EL ORO Y EL MORO

Antonio / Heredia

Chiringuito

De entre los chiringuitos, habidos y por haber, han surgido nuevas tendencias, tal vez paridas en un congreso. En el nuevo quiquiriquí se ha colado la promoción de nuestros encantos en el extranjero, pues para gallear se precisa estar viajado. Otrora el tejido asociativo o particular no daba puntada sin hilo a la hora de ampararse en lo municipal. Sin embargo, se conformaban con excursiones más modestas limítrofes con el Guadalete. Locos de contentos volvían los beneficiados, por mucho que trajeran mataduras de mosquito. A estos embajadores primigenios lo ha sustituido otro cuerpo diplomático que, al socaire del Ayuntamiento, factura sus maletas con souvenirs para el reparto. En París cayó al suelo un abanico con el Alcázar dibujado y ya se dice que los gabachos nos invadirán este otoño.

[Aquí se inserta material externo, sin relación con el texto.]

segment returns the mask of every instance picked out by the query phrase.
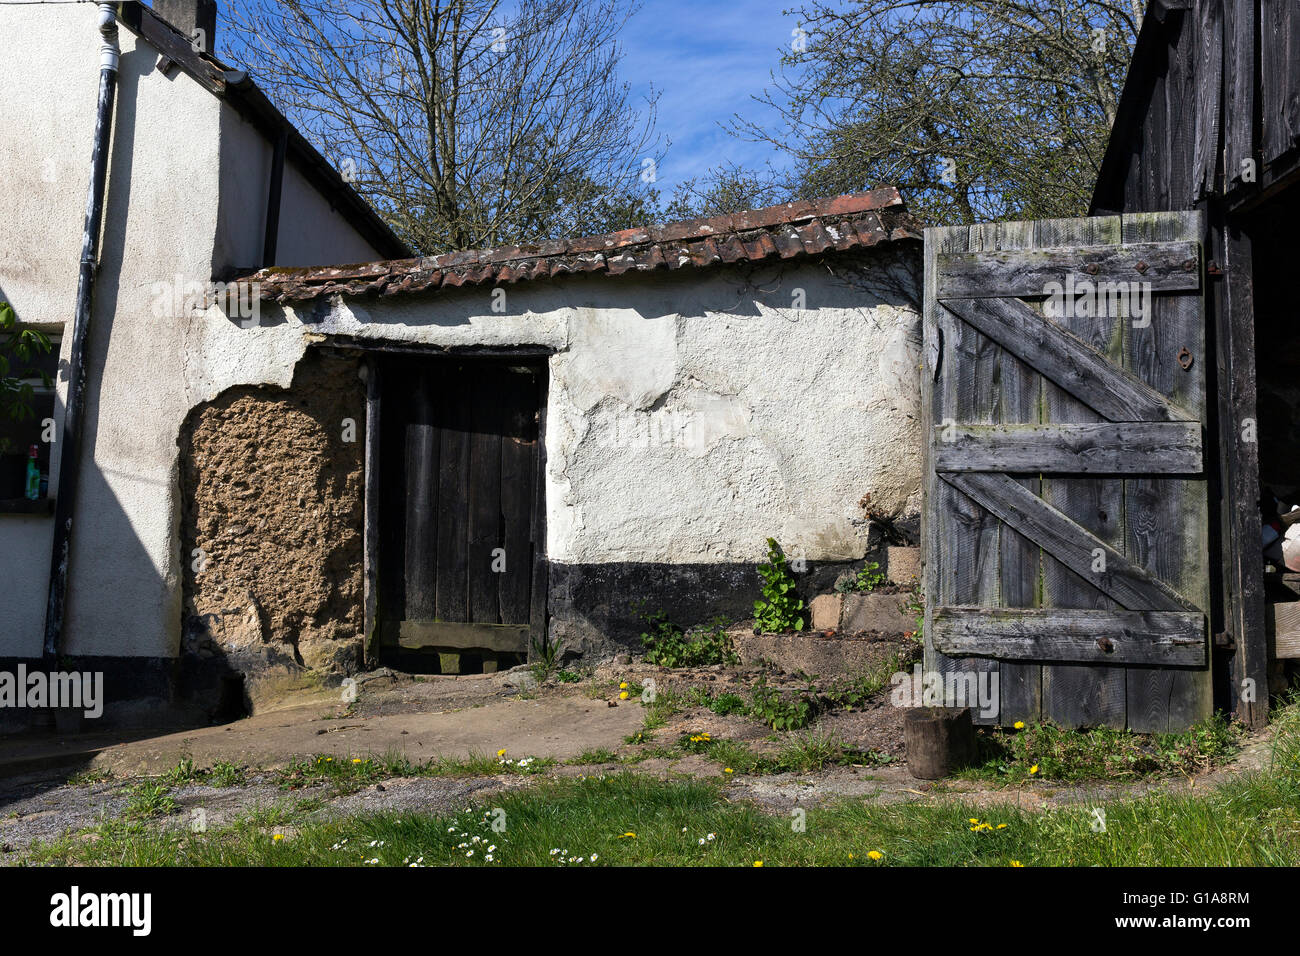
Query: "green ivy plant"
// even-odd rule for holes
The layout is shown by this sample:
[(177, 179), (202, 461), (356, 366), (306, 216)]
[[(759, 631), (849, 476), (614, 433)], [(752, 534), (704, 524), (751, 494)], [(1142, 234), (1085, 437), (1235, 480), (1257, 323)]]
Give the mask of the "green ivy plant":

Antes llegarán los chinos, después de la película que les ha puesto la alcaldesa, viajera acompañada, que estos denuedos en promocionar la ciudad deben recaer sobre más hombros. Como aquí todo va como la seda, se marchó a China, cuna de estos telares, a emular la ruta de Marco Polo. A la vuelta, no contará las aventuras del veneciano, sino por qué un cargo público sólo factura en el equipaje un triste dvd para ir al otro mundo. De lo contrario, habrá creado otro chiringuito o como se llame en mandarín.